Le estudia con avidez desde la zona de penumbras. El manto azul propio de su rango. Cabellos largos trenzados. Un arpa muy hermosa, grande, de madera muy trabajada. Se sienta de cara a sus oyentes y un poco en ángulo para dejar el fuego a la izquierda. Evita así quitarles a ellos luz y a sí mismo recibir exceso de calor en la espalda.

Sus manos vuelan como pájaros entre las cuerdas. Está cantando en britón con voz vibrante. Viejas tonadas que Hafhwyfar conoce de memoria.

Ella afloja un poco su agarrón del manto. No suelta del todo para evitar que el viento lo abra y lo haga aletear. Entorna los párpados, se deja acunar por el cántico. Es la canción que narra cómo el Desastre se fue acumulando cual nubes de tormentas sobre las Islas.

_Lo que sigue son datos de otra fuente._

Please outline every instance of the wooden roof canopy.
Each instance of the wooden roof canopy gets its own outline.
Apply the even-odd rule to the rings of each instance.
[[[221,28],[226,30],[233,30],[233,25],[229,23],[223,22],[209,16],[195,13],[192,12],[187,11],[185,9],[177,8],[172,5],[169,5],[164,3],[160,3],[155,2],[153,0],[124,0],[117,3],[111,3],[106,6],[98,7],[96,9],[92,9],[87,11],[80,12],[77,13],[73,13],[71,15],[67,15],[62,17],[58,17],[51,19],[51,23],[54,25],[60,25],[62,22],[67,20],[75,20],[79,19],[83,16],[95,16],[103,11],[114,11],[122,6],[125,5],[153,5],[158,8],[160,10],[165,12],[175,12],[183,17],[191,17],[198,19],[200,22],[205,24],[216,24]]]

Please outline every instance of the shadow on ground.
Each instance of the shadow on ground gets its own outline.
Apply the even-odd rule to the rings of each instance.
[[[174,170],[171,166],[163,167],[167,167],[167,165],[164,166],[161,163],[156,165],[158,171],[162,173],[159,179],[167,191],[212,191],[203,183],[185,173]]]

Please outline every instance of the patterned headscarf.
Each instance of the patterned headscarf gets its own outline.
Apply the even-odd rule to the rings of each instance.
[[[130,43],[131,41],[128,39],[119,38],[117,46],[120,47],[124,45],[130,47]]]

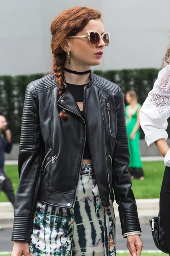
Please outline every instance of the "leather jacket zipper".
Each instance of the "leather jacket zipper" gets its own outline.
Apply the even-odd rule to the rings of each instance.
[[[85,90],[86,90],[86,87],[87,87],[86,85],[85,86],[85,88],[84,88],[84,92],[85,93]],[[83,159],[84,151],[85,151],[85,141],[86,141],[86,135],[87,135],[86,125],[85,120],[84,120],[83,118],[82,117],[82,116],[80,115],[79,115],[78,113],[76,113],[76,112],[75,112],[74,111],[73,111],[72,110],[71,110],[69,108],[67,108],[65,106],[63,107],[62,106],[61,106],[61,105],[60,105],[60,104],[59,104],[59,103],[58,103],[58,105],[59,106],[60,106],[62,108],[64,108],[64,109],[65,109],[66,110],[68,110],[68,111],[70,111],[70,112],[71,112],[73,113],[74,113],[74,114],[76,114],[76,115],[77,115],[78,116],[80,116],[80,117],[81,117],[82,118],[82,120],[83,121],[84,123],[85,124],[85,140],[84,141],[83,148],[83,151],[82,151],[82,160],[81,160],[81,166],[80,166],[80,169],[79,169],[79,178],[77,180],[77,183],[76,183],[76,193],[75,193],[75,196],[74,196],[74,200],[73,206],[73,207],[72,207],[72,208],[74,208],[74,207],[75,203],[76,202],[76,194],[77,194],[77,189],[78,189],[78,187],[77,187],[78,182],[79,181],[79,176],[80,176],[80,171],[81,171],[81,169],[82,168],[82,160],[83,160]],[[60,207],[60,206],[59,206]],[[60,207],[63,207],[63,206],[61,206]]]
[[[109,102],[107,102],[107,108],[108,108],[108,115],[109,116],[109,129],[110,129],[110,132],[111,132],[111,126],[110,126],[110,103]]]
[[[45,159],[46,159],[46,158],[48,157],[48,156],[50,154],[50,153],[52,151],[52,148],[49,148],[48,150],[47,151],[46,155],[45,155],[45,157],[44,158],[44,160],[43,160],[42,162],[42,163],[41,164],[41,168],[42,169],[42,172],[43,172],[43,173],[42,174],[43,174],[44,171],[44,163],[45,161]]]
[[[51,160],[50,160],[49,161],[48,161],[48,163],[46,163],[46,165],[45,165],[45,167],[44,167],[44,172],[43,172],[43,173],[42,173],[42,175],[43,174],[44,174],[44,173],[45,173],[45,169],[46,169],[46,168],[47,167],[47,166],[48,166],[48,165],[49,164],[50,164],[50,163],[51,163],[51,162],[52,162],[52,163],[54,163],[54,162],[55,162],[55,159],[56,159],[56,158],[57,158],[57,157],[56,156],[53,156],[53,157],[52,157],[51,159]]]
[[[108,157],[107,157],[107,154],[106,154],[106,144],[105,144],[105,119],[104,119],[104,117],[103,106],[102,105],[102,99],[101,99],[101,91],[100,91],[100,89],[99,89],[99,99],[100,99],[100,105],[101,105],[101,108],[102,108],[102,115],[103,120],[104,141],[105,148],[105,154],[106,159],[107,172],[108,172],[108,181],[109,186],[109,201],[110,206],[111,206],[111,207],[113,207],[112,201],[111,199],[110,199],[111,188],[110,188],[110,175],[109,175],[109,172],[108,171]]]
[[[108,157],[109,157],[109,158],[111,160],[111,166],[112,166],[112,158],[111,158],[111,156],[110,156],[110,155],[108,155]]]

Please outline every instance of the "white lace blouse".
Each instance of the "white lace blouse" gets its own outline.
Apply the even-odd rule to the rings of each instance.
[[[159,72],[140,112],[140,124],[148,147],[159,139],[167,140],[166,130],[170,116],[170,65],[168,65]]]

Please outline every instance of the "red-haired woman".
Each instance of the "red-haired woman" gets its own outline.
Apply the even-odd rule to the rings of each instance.
[[[140,113],[141,127],[148,147],[156,145],[164,157],[166,168],[160,195],[160,213],[170,255],[170,148],[166,140],[167,119],[170,116],[170,46],[163,60],[168,64],[159,73]]]
[[[99,11],[81,7],[51,30],[53,73],[26,91],[12,255],[115,255],[113,188],[122,234],[139,256],[123,95],[91,71],[109,33]]]

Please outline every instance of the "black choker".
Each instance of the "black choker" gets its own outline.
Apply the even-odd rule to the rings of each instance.
[[[65,67],[63,67],[63,70],[65,70],[65,71],[69,72],[69,73],[72,73],[73,74],[76,74],[76,75],[85,75],[85,74],[88,74],[88,73],[90,73],[91,72],[91,70],[89,70],[84,71],[84,72],[78,72],[77,71],[74,71],[74,70],[68,70]]]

Con los ojos entrecerrados, siente el fuego en el rostro. Deja que esa canción pulse las cuerdas de su propia alma. Son estrofas sobre la ponzoñosa enemistad entre Ambrosio Aureliano y Vortigern. Hablan de ambiciones desmedidas, de agravios y de odios. Cuentan cómo Vortigern pidió ayuda a los bárbaros jutos a cambio de tierras. Recuerdan cómo ese pecado abrió las puertas de los Infiernos en las Islas.

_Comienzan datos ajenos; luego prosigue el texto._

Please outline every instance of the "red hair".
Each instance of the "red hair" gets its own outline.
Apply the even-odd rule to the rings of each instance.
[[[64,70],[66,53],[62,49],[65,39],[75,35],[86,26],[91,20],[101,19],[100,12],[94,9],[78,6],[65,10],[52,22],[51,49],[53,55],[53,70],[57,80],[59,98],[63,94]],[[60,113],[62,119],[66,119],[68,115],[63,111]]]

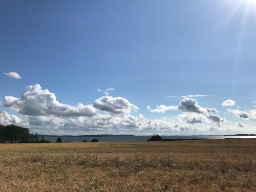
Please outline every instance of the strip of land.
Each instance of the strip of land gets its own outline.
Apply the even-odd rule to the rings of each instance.
[[[0,191],[256,190],[256,139],[0,144]]]

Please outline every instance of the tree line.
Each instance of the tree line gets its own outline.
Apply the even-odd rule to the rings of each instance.
[[[28,128],[13,124],[0,125],[0,143],[48,143],[49,140],[40,138],[37,133],[31,134]]]

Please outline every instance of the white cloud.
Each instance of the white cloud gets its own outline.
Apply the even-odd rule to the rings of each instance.
[[[161,105],[157,105],[156,109],[152,109],[151,106],[150,105],[147,106],[147,109],[151,113],[164,113],[166,111],[177,111],[178,110],[178,106],[165,106],[161,104]]]
[[[139,108],[131,103],[127,99],[121,97],[105,96],[95,100],[93,106],[101,111],[114,114],[130,113],[132,111],[137,111]]]
[[[166,95],[165,97],[168,97],[168,98],[175,98],[175,97],[178,97],[177,96],[173,96],[173,95]]]
[[[18,117],[1,112],[0,124],[23,124],[31,131],[44,134],[142,132],[151,134],[155,131],[226,131],[230,128],[225,126],[227,123],[224,119],[208,114],[218,112],[215,109],[201,107],[196,99],[187,97],[183,98],[178,106],[161,105],[152,109],[148,106],[148,110],[153,113],[178,110],[182,112],[176,118],[153,120],[141,114],[132,115],[131,112],[139,108],[123,97],[105,96],[96,99],[92,104],[74,106],[60,103],[54,93],[42,90],[39,84],[27,87],[19,98],[5,97],[3,104],[23,115]],[[250,110],[248,113],[250,118],[256,119],[256,110]],[[221,122],[222,126],[216,128],[216,123],[220,126]]]
[[[20,122],[20,119],[16,115],[10,115],[6,111],[0,111],[0,124],[17,124]]]
[[[244,127],[244,124],[240,122],[238,123],[238,125],[240,127]]]
[[[9,77],[13,78],[14,79],[21,79],[22,77],[16,72],[10,72],[9,73],[5,73],[5,74]]]
[[[224,106],[233,106],[235,104],[236,101],[231,99],[225,100],[221,104],[221,105]]]
[[[208,114],[206,115],[206,117],[213,122],[217,123],[219,126],[221,126],[221,122],[225,121],[225,119],[222,118],[220,116],[217,115]]]
[[[20,98],[5,97],[4,106],[23,115],[33,116],[92,116],[96,113],[92,105],[79,103],[73,106],[59,103],[54,93],[42,90],[39,84],[27,87]]]
[[[228,109],[227,111],[229,113],[232,114],[237,117],[243,118],[244,119],[249,118],[249,114],[246,111],[241,111],[238,109]]]
[[[183,95],[181,97],[207,97],[208,95]]]
[[[187,112],[195,112],[198,113],[207,113],[208,112],[218,112],[218,111],[214,108],[204,108],[199,106],[195,99],[184,97],[180,102],[178,109],[179,110]]]
[[[106,89],[105,90],[101,90],[100,89],[97,89],[97,91],[98,93],[103,93],[104,94],[106,95],[109,95],[110,92],[112,91],[115,91],[115,89],[112,88],[109,88]]]
[[[185,122],[187,123],[202,123],[206,121],[206,118],[202,114],[195,113],[184,113],[179,115],[177,117],[179,121]]]
[[[180,102],[178,106],[157,105],[156,109],[152,109],[150,105],[147,106],[147,110],[152,113],[164,113],[167,111],[180,110],[185,112],[195,112],[198,113],[218,113],[214,108],[204,108],[199,106],[196,99],[184,97]]]

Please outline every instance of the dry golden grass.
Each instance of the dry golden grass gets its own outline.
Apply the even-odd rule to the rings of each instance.
[[[0,144],[0,191],[256,191],[256,139]]]

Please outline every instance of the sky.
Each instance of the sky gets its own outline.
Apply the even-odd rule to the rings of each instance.
[[[0,124],[256,133],[256,0],[2,1]]]

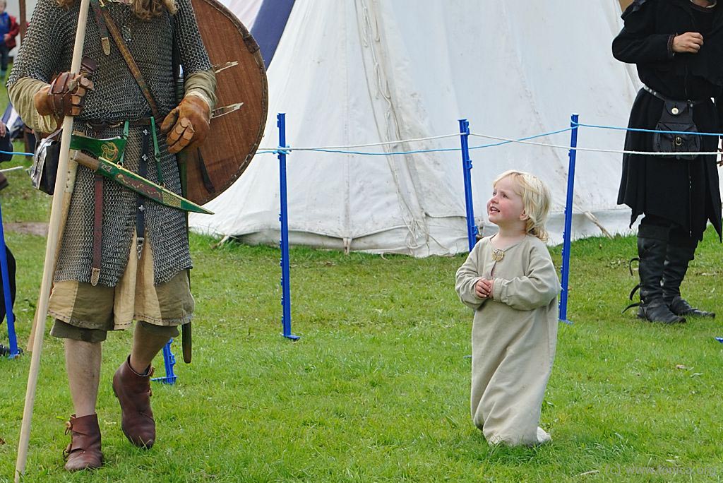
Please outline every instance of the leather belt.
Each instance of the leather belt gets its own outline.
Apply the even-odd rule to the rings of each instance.
[[[702,99],[701,101],[690,101],[690,99],[688,99],[688,101],[680,101],[679,99],[671,99],[669,97],[663,95],[656,90],[653,90],[645,84],[643,85],[643,89],[648,93],[654,95],[654,97],[658,98],[661,101],[667,102],[676,102],[676,103],[680,103],[680,104],[688,104],[690,107],[693,107],[693,106],[698,106],[698,104],[702,104],[703,103],[709,101],[709,99]]]

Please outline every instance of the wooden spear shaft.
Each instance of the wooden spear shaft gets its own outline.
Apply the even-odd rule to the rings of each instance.
[[[81,0],[80,12],[78,14],[78,28],[75,33],[75,44],[73,46],[73,59],[70,64],[70,72],[77,74],[80,72],[80,61],[83,56],[83,44],[85,40],[85,24],[87,22],[90,0]],[[48,226],[48,244],[46,245],[45,265],[43,267],[43,282],[40,284],[40,294],[38,301],[37,327],[33,341],[33,357],[30,359],[30,369],[27,375],[27,390],[25,391],[25,406],[22,412],[22,427],[20,429],[20,440],[17,448],[17,461],[15,464],[15,483],[20,483],[21,476],[25,472],[27,461],[27,447],[30,439],[30,422],[33,420],[33,408],[35,402],[35,389],[38,387],[38,375],[40,367],[40,353],[43,351],[43,336],[45,335],[46,319],[48,314],[48,302],[50,299],[50,288],[53,282],[53,272],[55,269],[56,247],[58,244],[59,232],[62,223],[62,207],[65,197],[66,173],[68,172],[68,159],[70,152],[70,135],[73,132],[73,118],[66,116],[63,119],[63,135],[60,140],[60,159],[58,162],[58,176],[55,180],[55,195],[51,207],[50,223]]]

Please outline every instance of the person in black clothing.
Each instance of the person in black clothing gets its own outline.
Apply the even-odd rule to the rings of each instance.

Pero no debe quedarse ahí de pie por más tiempo. No es correcto. Se desplaza unos pasos más a la luz del fuego. Hay una silla libre a la izquierda del obispo, a tres asientos de distancia. Sabe que está reservada para ella. Pero no puede ocuparla ahora. No mientras el bardo siga cantando. Así que, sin cambiar palabra con nadie, se suma discreta a los que escuchan en pie detrás de los notables.